Impatient to receive a travel scholarship, he took off on his own in 1873 and went to Düsseldorf, but was not pleased with their teaching methods and later felt that he had wasted his time there. Finally, in 1874, he obtained a trave scholarship and went to Paris via Brussels. His feelings about his studies in Germany were confirmed when he visited the Salon and was exposed to the more Naturalistic styles prevalent there. During his first summer in France, he lived in Montigny-sur-Loing and Marlotte, painting forest and river scenes.

In 1877, he exhibited two landscape paintings at the Salon of 1766 and they received praise from the critic, Louis Edmond Duranty. One was purchased by Adolphe Goupil. He made further painting trips to Marlotte, Nemours and Grez, but his showing at the 1878 Salon was not as successful.

Upon returning to Sweden, he immediately organized an exhibition. This time, he made an impression, as most Swedish landscape painters were still making sketches outdoors and completing their paintings in their studios, rather than working en plein aire. Several of his works were purchased by the Royal Academy to be used for study material in their landscape classes. The Stockholm archipelago, Södermanland and Östergötland were his favorite places to paint.

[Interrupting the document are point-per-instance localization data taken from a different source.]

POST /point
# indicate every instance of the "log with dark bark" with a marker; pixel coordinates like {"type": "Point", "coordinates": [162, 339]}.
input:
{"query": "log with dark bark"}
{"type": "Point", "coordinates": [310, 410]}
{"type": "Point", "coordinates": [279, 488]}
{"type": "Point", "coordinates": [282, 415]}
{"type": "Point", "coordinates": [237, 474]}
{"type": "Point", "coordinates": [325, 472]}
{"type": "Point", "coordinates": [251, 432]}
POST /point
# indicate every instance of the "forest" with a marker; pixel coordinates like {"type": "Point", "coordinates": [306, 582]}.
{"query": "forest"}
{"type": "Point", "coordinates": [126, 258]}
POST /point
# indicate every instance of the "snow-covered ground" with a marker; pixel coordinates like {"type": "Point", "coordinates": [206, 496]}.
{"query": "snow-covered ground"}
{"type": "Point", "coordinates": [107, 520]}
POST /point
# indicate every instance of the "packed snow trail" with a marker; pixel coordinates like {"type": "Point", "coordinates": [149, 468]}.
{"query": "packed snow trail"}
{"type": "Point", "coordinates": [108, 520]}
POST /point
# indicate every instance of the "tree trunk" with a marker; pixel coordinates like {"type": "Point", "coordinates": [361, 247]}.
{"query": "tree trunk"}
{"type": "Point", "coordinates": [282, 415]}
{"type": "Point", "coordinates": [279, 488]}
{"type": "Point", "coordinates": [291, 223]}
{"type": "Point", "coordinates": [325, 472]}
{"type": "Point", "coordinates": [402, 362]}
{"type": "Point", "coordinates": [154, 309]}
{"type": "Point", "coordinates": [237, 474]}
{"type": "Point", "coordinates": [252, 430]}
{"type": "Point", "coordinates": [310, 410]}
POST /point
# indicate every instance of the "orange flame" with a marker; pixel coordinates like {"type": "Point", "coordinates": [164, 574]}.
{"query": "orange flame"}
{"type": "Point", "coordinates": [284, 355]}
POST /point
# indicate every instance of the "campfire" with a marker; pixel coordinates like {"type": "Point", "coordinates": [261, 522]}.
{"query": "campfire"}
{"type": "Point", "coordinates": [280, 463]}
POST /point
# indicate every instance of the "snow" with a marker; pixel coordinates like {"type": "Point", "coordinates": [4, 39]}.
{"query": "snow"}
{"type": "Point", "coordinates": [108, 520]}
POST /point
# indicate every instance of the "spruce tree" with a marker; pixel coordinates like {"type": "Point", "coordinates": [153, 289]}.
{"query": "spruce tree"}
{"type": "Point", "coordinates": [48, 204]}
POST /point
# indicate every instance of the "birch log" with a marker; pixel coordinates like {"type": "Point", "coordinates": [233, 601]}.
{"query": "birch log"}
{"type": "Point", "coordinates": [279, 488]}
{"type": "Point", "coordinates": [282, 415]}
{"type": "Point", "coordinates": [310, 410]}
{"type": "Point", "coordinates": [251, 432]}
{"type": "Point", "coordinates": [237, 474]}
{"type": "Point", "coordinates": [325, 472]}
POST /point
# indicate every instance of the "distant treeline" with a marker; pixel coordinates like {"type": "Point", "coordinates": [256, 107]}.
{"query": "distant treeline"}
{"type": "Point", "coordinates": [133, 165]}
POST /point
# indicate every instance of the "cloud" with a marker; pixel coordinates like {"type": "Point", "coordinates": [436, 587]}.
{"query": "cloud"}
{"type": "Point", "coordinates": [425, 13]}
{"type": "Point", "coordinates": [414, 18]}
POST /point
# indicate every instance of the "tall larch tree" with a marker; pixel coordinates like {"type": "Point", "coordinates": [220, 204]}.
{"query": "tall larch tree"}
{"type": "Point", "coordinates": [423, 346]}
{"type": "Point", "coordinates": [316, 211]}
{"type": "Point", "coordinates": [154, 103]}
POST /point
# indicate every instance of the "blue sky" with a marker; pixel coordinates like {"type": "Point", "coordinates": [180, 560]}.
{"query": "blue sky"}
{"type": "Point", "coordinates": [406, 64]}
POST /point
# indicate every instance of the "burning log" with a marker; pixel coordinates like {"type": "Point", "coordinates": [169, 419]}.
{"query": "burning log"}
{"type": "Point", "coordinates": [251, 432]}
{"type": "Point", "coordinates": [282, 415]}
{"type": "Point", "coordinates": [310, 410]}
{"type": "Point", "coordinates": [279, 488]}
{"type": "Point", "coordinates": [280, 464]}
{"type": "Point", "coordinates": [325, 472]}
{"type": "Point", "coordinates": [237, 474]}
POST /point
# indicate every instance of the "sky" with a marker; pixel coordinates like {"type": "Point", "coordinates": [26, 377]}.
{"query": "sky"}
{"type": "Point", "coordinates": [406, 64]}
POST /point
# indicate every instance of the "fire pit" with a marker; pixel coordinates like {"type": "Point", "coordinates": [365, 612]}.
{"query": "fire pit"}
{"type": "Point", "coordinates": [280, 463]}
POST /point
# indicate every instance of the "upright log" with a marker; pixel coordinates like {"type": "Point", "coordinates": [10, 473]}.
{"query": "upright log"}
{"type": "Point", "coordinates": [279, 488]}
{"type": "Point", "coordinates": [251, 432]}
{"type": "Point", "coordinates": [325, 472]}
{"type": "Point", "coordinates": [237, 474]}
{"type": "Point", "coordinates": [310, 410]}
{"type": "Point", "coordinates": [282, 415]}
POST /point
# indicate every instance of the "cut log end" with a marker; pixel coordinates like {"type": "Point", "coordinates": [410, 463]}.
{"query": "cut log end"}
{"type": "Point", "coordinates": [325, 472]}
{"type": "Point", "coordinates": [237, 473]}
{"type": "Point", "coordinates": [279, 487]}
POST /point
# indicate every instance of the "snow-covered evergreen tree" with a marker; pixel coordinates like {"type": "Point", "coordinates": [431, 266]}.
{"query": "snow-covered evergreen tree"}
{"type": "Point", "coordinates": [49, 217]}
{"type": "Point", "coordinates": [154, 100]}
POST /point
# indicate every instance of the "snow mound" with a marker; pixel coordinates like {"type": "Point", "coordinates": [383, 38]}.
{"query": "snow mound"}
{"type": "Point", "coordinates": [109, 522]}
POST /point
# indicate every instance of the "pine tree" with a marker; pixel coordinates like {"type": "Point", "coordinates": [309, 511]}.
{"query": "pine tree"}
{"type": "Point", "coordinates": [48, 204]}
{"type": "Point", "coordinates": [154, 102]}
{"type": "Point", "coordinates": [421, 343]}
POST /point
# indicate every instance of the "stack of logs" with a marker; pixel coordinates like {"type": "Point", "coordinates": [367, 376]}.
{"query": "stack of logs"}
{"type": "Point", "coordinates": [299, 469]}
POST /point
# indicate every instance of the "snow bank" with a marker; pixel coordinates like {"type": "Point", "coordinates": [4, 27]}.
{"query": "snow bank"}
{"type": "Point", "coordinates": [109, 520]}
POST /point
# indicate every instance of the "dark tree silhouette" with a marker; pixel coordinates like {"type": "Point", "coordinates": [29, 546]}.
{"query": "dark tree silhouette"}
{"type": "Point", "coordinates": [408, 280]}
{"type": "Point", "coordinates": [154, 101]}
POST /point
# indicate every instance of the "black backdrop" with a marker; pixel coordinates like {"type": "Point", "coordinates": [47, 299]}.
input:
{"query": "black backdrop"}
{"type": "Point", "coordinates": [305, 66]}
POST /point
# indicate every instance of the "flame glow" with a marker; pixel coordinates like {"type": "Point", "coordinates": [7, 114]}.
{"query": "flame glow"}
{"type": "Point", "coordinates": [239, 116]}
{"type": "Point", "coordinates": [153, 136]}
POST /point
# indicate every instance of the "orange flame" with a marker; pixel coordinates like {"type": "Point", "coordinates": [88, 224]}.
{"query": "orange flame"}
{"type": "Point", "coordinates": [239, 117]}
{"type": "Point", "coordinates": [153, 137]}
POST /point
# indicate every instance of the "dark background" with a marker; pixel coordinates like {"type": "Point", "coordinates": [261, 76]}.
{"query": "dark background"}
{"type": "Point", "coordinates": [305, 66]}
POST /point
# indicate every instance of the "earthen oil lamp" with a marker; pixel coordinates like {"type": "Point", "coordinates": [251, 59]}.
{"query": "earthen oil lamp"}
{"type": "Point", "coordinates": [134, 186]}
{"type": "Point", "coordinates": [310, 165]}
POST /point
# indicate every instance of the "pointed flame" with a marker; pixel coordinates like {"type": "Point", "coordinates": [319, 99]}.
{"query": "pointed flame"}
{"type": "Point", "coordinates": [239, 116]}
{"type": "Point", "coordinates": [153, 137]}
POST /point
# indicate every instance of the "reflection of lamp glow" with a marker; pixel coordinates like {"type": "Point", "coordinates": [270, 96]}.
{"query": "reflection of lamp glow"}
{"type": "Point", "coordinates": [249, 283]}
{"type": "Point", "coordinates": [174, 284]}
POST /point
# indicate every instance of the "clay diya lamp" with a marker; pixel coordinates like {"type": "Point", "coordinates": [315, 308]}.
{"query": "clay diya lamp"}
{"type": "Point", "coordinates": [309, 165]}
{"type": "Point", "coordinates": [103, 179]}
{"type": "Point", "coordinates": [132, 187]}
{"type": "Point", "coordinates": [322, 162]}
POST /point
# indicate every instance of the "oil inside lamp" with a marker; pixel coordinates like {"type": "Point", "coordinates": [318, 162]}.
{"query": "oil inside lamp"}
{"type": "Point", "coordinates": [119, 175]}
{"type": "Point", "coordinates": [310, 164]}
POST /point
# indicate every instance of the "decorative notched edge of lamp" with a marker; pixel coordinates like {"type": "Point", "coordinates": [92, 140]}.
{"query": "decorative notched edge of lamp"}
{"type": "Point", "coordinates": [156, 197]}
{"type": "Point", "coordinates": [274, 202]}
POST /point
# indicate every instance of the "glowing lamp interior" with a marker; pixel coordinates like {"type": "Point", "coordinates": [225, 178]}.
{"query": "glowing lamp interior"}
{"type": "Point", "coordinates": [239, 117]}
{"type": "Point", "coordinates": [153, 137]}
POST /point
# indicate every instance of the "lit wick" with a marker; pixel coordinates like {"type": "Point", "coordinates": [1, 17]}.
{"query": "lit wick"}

In 1885, he joined a group known as the Opponents (Opponenterna) which was protesting what they felt were the outmoded methods of teaching at the Royal Academy. However, after participating in one of their exhibitions, he left the group because he felt it was counterproductive. By the late 1880s, a combination of ill-health and resistance to new methods or styles eventually reduced the quality of his workmanship.

He died at Stockholm during 1894 and was buried at Solna Church. Small selections of his work may be seen at the Göteborgs konstmuseum, Nationalmuseum and the Nordiska museet.